La Caisse nationale des allocations familiales (Cnaf) va mettre en place un cloud privé en s'appuyant sur la VMware Cloud Foundation (VCF). Cela doit permettre à l’institution de conjuguer sécurité renforcée, souveraineté des données et agilité opérationnelle dans un contexte où la modernisation des services publics est un enjeu national.
Dans le cadre de sa mission publique de financement des régimes de prestations familiales, la Cnaf gère des millions de transactions chaque année et doit répondre à des obligations réglementaires strictes, imposant des délais de mise en production extrêmement serrés. Dans le même temps, ses équipes de cybersécurité font face à des tentatives d’attaques quasi-quotidiennes, nécessitant une résilience et une réactivité maximales.
En centralisant les opérations dans une interface unifiée à l'aide de VCF, la Cnaf cherche à améliorer la productivité et à accélérer l'accès aux informations critiques. Cette migration lui offre aussi des fonctionnalités critiques comme le live patching, la micro-segmentation Zero Trust et une supervision automatisée des charges de calcul.

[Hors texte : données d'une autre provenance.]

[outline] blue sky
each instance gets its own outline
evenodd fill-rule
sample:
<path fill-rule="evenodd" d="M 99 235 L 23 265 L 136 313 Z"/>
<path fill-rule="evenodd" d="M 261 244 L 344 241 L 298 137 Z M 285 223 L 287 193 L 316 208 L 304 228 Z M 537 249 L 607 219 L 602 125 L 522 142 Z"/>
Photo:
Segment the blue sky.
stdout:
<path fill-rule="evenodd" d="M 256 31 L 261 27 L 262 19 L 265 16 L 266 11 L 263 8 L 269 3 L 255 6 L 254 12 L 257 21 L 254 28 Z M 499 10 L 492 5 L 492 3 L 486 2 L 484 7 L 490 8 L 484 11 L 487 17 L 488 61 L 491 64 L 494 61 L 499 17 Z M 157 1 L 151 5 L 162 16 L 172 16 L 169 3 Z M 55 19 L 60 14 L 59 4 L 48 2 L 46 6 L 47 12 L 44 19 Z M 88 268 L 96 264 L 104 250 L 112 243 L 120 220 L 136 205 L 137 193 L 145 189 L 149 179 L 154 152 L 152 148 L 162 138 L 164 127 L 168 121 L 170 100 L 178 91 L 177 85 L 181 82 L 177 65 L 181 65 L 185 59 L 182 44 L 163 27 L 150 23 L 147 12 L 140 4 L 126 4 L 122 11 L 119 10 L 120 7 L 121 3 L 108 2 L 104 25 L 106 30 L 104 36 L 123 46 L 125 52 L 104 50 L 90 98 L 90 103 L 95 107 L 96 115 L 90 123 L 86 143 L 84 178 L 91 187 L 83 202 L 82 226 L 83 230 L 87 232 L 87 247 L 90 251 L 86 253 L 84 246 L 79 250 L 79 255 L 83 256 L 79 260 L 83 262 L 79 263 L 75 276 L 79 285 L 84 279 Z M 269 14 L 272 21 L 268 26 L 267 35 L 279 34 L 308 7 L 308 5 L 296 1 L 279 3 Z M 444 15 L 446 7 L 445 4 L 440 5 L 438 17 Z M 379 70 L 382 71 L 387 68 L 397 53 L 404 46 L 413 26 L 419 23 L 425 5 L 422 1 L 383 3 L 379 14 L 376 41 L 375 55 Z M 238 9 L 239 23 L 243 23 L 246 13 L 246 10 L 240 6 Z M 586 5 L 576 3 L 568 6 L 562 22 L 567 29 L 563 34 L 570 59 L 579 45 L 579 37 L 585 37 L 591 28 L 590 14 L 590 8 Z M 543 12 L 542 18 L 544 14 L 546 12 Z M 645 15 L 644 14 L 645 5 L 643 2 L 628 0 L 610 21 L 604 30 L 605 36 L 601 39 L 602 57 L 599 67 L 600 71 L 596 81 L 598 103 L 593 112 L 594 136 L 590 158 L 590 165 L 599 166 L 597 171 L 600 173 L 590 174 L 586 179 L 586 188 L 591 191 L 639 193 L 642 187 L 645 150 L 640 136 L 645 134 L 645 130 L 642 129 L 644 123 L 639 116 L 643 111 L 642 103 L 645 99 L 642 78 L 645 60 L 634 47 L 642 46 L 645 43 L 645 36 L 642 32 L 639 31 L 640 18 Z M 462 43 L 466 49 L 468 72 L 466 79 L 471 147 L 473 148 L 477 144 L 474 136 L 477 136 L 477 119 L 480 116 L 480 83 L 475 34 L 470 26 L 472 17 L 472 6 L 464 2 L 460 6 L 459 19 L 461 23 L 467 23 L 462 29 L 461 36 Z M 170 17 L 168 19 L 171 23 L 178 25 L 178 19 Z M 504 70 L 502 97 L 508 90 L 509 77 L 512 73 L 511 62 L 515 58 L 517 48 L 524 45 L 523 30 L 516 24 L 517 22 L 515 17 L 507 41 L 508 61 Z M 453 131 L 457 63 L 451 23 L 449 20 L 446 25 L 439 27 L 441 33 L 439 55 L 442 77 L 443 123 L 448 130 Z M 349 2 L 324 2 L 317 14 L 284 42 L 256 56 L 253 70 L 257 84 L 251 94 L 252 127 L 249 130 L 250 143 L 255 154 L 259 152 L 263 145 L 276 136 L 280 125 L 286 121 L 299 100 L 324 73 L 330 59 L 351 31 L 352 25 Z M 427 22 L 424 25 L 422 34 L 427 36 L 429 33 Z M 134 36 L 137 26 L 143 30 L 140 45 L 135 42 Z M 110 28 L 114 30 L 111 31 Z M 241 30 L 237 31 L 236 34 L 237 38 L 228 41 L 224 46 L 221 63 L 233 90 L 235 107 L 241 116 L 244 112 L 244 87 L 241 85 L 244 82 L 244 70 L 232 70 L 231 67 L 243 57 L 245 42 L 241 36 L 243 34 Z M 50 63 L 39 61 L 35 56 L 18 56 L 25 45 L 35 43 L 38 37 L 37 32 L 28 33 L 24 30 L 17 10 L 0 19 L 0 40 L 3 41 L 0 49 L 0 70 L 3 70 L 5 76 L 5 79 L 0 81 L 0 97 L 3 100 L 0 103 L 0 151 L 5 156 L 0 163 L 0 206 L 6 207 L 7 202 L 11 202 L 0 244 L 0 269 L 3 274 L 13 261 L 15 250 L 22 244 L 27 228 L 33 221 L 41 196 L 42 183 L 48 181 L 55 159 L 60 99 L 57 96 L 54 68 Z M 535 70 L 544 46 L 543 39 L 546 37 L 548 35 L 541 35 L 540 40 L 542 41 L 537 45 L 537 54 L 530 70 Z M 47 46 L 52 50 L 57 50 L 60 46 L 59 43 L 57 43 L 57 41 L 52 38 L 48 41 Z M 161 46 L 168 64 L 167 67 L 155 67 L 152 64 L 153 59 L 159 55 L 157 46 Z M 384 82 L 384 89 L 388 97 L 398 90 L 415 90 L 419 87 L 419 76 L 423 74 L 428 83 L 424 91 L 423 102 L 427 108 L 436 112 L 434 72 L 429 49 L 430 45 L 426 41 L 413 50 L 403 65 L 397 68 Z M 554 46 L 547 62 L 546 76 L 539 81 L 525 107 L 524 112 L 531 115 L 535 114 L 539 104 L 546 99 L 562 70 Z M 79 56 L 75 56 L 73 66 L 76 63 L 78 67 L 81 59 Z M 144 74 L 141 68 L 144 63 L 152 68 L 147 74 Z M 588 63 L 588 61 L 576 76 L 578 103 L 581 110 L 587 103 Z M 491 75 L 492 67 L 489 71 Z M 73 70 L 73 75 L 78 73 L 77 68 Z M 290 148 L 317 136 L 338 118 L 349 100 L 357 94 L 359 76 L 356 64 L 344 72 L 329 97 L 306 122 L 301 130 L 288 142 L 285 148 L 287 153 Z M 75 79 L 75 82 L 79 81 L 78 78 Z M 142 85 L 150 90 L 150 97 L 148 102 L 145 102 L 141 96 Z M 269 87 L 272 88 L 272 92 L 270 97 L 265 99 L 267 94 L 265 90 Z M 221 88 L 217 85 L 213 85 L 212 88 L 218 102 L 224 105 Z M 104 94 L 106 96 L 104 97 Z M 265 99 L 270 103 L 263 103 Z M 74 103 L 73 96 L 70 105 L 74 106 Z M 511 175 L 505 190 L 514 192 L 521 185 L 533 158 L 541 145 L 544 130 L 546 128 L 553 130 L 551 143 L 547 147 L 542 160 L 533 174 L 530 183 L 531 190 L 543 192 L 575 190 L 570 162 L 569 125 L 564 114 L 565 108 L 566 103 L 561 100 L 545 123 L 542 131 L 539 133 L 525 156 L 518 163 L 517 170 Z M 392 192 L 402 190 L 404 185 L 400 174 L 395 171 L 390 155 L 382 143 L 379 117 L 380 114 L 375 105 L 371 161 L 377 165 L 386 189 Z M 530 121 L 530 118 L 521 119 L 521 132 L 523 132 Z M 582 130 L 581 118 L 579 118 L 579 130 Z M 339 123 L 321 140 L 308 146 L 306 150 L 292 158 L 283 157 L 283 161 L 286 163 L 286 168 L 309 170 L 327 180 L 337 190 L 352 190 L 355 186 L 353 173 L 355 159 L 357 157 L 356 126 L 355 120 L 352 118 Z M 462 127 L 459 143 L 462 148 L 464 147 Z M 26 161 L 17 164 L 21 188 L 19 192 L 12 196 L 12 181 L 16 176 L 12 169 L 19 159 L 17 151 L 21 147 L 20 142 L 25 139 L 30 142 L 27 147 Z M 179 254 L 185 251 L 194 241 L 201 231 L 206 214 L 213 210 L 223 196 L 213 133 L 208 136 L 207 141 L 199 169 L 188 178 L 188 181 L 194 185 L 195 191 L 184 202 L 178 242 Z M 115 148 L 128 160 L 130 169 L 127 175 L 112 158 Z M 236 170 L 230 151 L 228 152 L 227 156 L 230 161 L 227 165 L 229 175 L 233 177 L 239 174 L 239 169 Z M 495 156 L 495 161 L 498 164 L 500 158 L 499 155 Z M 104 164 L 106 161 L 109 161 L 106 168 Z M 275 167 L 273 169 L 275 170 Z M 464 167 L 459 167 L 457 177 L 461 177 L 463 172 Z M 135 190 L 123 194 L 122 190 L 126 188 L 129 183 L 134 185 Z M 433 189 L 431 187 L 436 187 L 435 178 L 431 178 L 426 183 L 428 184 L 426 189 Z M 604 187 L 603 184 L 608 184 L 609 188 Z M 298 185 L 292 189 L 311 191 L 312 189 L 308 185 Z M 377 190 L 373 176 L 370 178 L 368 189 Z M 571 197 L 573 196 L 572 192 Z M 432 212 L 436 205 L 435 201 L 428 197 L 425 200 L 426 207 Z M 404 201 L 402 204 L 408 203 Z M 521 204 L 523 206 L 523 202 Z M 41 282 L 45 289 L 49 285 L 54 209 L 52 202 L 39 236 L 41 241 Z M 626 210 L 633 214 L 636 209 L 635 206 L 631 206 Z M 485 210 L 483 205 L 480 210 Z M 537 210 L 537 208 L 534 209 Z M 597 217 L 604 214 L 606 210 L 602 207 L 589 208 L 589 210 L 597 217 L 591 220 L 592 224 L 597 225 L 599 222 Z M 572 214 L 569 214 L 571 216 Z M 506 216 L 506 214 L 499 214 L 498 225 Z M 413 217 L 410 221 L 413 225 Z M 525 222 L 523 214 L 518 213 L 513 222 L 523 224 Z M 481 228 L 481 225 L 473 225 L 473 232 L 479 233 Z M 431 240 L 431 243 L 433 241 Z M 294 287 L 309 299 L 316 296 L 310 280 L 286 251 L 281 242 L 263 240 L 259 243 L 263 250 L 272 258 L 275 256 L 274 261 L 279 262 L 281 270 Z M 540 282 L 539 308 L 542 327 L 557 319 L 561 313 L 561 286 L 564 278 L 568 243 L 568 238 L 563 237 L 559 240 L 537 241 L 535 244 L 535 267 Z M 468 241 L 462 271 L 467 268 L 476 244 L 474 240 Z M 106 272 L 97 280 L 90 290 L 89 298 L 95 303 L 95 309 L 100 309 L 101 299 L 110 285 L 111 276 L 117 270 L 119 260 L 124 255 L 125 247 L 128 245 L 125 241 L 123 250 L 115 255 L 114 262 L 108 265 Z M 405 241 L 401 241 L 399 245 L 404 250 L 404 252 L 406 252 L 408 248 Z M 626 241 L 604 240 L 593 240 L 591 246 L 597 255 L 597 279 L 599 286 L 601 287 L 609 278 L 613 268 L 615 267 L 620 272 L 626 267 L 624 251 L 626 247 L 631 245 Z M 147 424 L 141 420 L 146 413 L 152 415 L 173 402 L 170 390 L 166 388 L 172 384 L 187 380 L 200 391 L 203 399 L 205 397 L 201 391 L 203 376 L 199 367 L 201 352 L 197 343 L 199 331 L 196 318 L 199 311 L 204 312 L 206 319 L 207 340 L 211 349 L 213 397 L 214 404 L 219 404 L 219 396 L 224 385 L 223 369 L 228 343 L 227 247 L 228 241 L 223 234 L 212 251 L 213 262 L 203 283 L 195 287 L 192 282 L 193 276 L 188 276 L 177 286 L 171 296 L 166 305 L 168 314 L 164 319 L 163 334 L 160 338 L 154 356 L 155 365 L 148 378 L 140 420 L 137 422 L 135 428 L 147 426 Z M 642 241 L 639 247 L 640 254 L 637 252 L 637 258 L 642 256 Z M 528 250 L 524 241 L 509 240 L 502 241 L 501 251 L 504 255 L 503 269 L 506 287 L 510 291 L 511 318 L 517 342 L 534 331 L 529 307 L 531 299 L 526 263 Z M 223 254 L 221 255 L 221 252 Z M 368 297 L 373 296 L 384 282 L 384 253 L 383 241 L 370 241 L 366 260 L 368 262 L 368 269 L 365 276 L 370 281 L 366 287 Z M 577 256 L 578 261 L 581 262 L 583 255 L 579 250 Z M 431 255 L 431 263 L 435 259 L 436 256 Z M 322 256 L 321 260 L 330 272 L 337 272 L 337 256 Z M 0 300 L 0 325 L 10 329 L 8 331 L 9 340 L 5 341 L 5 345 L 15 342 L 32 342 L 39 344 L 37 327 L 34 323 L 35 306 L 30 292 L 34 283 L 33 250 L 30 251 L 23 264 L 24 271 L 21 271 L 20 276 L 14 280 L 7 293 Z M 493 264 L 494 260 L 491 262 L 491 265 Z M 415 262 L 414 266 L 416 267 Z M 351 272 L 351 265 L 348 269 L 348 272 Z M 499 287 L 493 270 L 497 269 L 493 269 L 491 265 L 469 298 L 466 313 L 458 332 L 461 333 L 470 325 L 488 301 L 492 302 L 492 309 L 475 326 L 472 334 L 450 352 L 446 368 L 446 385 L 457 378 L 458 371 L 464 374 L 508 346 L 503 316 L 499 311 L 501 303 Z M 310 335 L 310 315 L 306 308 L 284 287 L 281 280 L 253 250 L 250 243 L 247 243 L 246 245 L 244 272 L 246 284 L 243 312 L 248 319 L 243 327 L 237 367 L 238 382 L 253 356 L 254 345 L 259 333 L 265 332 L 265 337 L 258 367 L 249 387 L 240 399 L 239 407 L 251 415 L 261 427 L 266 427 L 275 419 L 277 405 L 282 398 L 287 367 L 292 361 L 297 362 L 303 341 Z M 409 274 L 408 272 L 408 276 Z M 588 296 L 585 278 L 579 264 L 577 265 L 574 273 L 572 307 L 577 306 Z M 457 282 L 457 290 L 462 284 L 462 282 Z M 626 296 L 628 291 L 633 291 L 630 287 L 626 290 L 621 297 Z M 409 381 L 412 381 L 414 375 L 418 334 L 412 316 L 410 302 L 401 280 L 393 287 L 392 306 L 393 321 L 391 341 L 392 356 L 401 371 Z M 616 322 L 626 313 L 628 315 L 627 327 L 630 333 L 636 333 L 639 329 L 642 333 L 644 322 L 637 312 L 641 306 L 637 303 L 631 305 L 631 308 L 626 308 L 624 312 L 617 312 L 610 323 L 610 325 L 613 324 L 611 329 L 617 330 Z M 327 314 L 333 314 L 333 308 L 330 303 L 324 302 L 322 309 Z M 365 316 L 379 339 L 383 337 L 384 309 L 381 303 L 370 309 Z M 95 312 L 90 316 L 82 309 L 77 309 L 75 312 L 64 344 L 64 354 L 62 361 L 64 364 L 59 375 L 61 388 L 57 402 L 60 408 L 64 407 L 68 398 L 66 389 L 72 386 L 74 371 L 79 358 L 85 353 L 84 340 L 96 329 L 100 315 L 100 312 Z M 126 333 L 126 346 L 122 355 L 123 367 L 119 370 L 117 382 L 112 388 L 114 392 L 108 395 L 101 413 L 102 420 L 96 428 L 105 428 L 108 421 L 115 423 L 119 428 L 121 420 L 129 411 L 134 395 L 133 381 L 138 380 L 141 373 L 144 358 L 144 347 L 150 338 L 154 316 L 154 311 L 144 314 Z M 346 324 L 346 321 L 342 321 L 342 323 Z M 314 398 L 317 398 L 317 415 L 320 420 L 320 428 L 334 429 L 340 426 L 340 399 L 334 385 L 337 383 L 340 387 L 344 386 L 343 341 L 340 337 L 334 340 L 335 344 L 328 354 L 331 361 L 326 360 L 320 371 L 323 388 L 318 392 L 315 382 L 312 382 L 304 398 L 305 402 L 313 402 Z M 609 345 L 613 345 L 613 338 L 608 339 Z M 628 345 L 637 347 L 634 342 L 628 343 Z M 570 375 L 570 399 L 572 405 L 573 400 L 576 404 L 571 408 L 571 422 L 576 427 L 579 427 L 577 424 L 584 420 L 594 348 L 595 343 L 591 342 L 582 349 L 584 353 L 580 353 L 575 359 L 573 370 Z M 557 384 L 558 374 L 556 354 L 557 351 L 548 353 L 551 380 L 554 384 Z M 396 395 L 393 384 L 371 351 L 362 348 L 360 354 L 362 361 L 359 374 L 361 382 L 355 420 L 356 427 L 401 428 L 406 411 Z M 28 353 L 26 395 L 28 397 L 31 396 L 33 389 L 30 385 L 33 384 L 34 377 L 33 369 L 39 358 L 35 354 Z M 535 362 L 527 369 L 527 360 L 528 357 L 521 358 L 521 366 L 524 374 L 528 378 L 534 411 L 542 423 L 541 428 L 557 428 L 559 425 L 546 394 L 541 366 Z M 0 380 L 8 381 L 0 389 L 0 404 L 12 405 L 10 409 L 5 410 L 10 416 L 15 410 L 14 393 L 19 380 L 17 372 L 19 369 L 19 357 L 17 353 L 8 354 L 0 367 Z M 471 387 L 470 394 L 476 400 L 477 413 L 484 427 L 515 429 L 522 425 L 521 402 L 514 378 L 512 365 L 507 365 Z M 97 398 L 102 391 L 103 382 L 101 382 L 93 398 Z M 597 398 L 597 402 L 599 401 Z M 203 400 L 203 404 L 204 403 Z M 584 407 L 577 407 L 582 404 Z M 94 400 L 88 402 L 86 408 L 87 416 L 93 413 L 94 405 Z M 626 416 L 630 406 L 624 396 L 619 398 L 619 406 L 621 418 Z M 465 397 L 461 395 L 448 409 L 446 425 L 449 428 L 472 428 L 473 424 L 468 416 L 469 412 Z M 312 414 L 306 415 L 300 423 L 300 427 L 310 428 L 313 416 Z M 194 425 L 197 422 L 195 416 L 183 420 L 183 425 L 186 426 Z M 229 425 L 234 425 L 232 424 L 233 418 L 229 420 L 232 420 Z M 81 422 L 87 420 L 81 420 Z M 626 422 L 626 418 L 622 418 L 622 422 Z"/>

Améliorer l'expérience des allocataires
"La sécurité et la souveraineté de nos données ne sont pas négociables. Avec VCF, nous veillons à ce que les informations sensibles restent hébergées dans nos centres de données, tout en tirant parti de clouds européens de confiance", souligne Nicolas Poulain, coordinateur technique au sein de la direction des opérations et ingénierie technique de la Cnaf.
Avec cette modernisation technique, la Cnaf espère également améliorer l’expérience des allocataires. Elle travaille par exemple à automatiser l’attribution des prestations afin que les bénéficiaires reçoivent directement leurs droits, sans démarches administratives complexes. Cette simplification pourrait permettre de réduire la fraude, d’augmenter l’équité et de faciliter l’accès aux allocations pour les personnes qui y ont légitimement droit.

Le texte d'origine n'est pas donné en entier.